Complete guide for using Synkra AIOX - the AI-Orchestrated System for Full Stack Development.

Version: 2.1.0 Last Updated: 2026-01-28


Quick Start

Prerequisites

Before using AIOX, ensure you have:

  • Node.js version 18.0.0 or higher
  • npm version 8.0.0 or higher
  • Git for version control
  • An AI provider API key (Anthropic, OpenAI, or compatible)

Installation

# New project (Greenfield)
npx aiox-core init my-project

# Existing project (Brownfield)
cd existing-project
npx aiox-core install

First Steps

# Navigate to your project
cd my-project

# List available agents
aiox agents list

# Activate an agent
@dev

# Get help
*help

Core Concepts

Philosophy

"Structure is Sacred. Tone is Flexible."

AIOX provides orchestrated structure while allowing flexibility in communication.

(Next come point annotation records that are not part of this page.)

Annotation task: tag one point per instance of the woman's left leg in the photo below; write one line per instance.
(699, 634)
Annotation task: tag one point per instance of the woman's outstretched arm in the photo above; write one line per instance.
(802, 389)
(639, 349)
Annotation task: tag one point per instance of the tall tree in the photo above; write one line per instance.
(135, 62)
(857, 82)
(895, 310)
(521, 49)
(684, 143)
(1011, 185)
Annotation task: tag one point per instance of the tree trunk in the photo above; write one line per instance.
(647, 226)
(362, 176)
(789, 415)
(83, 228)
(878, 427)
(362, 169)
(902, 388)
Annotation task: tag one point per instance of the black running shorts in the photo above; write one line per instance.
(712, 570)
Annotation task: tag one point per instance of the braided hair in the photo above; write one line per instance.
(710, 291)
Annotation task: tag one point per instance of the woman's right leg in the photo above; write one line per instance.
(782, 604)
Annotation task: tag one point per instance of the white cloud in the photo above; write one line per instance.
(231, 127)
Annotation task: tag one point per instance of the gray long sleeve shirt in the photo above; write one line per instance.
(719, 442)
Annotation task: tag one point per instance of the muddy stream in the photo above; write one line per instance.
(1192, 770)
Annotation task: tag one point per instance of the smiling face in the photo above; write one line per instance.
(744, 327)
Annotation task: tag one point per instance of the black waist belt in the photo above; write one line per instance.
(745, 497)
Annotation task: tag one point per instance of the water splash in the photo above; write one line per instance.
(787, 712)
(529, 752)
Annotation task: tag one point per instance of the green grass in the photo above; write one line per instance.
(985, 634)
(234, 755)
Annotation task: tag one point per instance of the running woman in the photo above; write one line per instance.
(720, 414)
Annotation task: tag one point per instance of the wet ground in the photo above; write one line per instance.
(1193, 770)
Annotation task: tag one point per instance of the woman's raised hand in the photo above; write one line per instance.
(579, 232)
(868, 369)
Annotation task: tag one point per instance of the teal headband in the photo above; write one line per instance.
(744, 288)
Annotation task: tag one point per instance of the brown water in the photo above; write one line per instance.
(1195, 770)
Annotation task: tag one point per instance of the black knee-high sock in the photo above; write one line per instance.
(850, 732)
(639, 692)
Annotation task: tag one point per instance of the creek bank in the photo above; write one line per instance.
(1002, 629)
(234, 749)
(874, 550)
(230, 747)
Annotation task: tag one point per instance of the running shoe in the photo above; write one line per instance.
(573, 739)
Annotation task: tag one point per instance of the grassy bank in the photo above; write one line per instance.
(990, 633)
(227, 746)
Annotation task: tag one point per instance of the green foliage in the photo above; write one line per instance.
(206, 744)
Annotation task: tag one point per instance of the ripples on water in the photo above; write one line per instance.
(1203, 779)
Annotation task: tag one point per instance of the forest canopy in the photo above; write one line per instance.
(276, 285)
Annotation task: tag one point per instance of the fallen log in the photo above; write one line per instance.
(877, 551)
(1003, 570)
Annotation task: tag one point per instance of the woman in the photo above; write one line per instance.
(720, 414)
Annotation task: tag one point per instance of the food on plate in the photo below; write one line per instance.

This means:

  • Fixed: Template positions, section order, metric formats, file structure, workflows
  • Flexible: Status messages, vocabulary choices, emoji usage, personality, tone

The AIOX Difference

Traditional AI Dev AIOX
Uncoordinated agents 11 specialized agents with clear roles
Inconsistent results Structured workflows with quality gates
Context lost between sessions Persistent memory and learning
Reinventing the wheel Reusable tasks, workflows, and squads

Agents

AIOX includes 11 specialized agents, each with a distinct role and personality:

Agent ID Archetype Responsibility
Dex @dev Builder Code implementation
Quinn @qa Guardian Quality assurance
Aria @architect Architect Technical architecture
Nova @po Visionary Product backlog
Kai @pm Balancer Product strategy
River @sm Facilitator Process facilitation
Zara @analyst Explorer Business analysis
Dara @data-engineer Architect Data engineering
Felix @devops Optimizer CI/CD and operations
Uma @ux-expert Creator User experience
Pax @aiox-master Orchestrator Framework orchestration

Agent Activation

# Activate an agent using @ syntax
@dev                # Activate Dex (Developer)
@qa                 # Activate Quinn (QA)
@architect          # Activate Aria (Architect)
@aiox-master        # Activate Pax (Orchestrator)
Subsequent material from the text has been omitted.